Some clues as to the meaning of alu may be found on the wide variety of ancient artifacts which bear the term. The three-letter word is used on dozens of objects discovered across Scandinavia and Northern England. Here is a partial list of artifacts:
- The Eggja rune stone: The Elder Futhark inscription found on the 7th century Eggja stone in Norway bears the charm word alu.
- The Nydam Arrow (arrowhead) discovered in Jutland / Denmark is engraved with the word “alu”
- An Axe shaft dating from 300 to 350 AD was discovered in Denmark engraved with the word “alu”.
- The Egelsem stone fount atop a grave mound in Norway dates back to 400AD and reads simply “alu”.

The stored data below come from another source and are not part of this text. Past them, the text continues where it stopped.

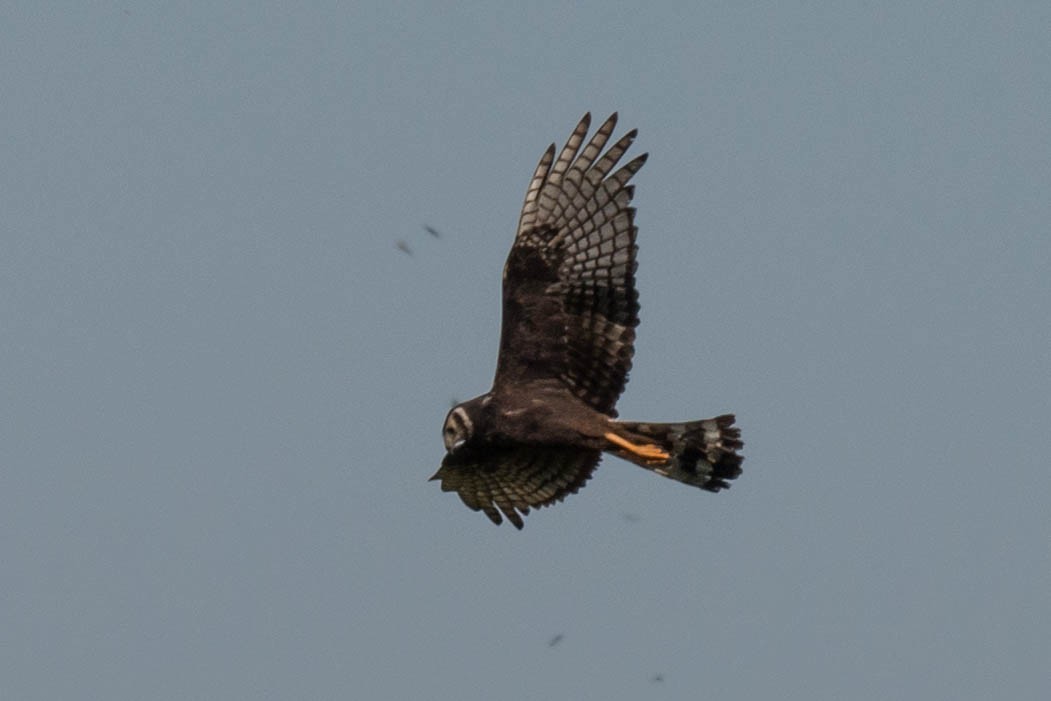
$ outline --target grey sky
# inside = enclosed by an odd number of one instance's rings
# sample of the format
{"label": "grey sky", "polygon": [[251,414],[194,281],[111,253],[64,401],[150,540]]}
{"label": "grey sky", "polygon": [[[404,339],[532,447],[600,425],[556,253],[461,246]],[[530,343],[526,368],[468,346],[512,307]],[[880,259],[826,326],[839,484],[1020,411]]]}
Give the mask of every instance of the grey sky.
{"label": "grey sky", "polygon": [[[1046,3],[5,4],[0,697],[1047,698],[1049,47]],[[745,473],[495,528],[426,478],[586,110],[651,154],[621,414],[736,412]]]}

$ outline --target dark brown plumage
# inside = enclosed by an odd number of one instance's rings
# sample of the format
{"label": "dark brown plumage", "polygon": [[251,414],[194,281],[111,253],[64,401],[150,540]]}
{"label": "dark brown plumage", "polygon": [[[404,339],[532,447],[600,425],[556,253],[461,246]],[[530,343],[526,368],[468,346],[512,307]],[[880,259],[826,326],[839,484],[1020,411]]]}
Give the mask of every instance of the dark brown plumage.
{"label": "dark brown plumage", "polygon": [[603,452],[713,492],[741,473],[731,415],[615,420],[639,322],[628,183],[647,156],[614,170],[636,132],[602,153],[617,115],[585,144],[590,123],[584,115],[533,173],[504,266],[493,387],[445,420],[447,452],[432,479],[497,524],[503,516],[521,528],[530,508],[575,493]]}

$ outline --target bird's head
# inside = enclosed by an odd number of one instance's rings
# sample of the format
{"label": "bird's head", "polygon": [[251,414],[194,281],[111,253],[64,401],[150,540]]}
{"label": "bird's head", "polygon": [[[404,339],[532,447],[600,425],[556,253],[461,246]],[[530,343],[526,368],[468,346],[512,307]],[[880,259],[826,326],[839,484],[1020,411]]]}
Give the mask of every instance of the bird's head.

- The Lindholm amulet, discovered in Southern Sweden dates back as early as the 2nd century and contains an inscription including the word “alu”.
- The Eketorp stone found in Sweden was written in proto-Norse and includes the word “alu”
- Cremation urns dating back to the 5th century in northern England were stamped with the word “alu”
The above artifacts represent only a partial list of the total number of ancient relics discovered which bear the rune magic word “alu”. In all cases, the word appears to be both revered, and closely associated with religion and ritual.
When did the term alu disappear?
The magical rune word alu seems to have slowly vanished in during the 6th century during the Migration Period, when warring tribes migrated into Northern Europe and Scandinavia. After this period, the word seems to have become less frequently associated with mysticism, and more frequently associated with “ale”.
The shift in meaning is likely due to linguistic differences associated with the migration of European peoples. After the Migration period, the term “alu” took it’s more “modern” meaning of ale or intoxication, and ceased to be engraved on sacred objects.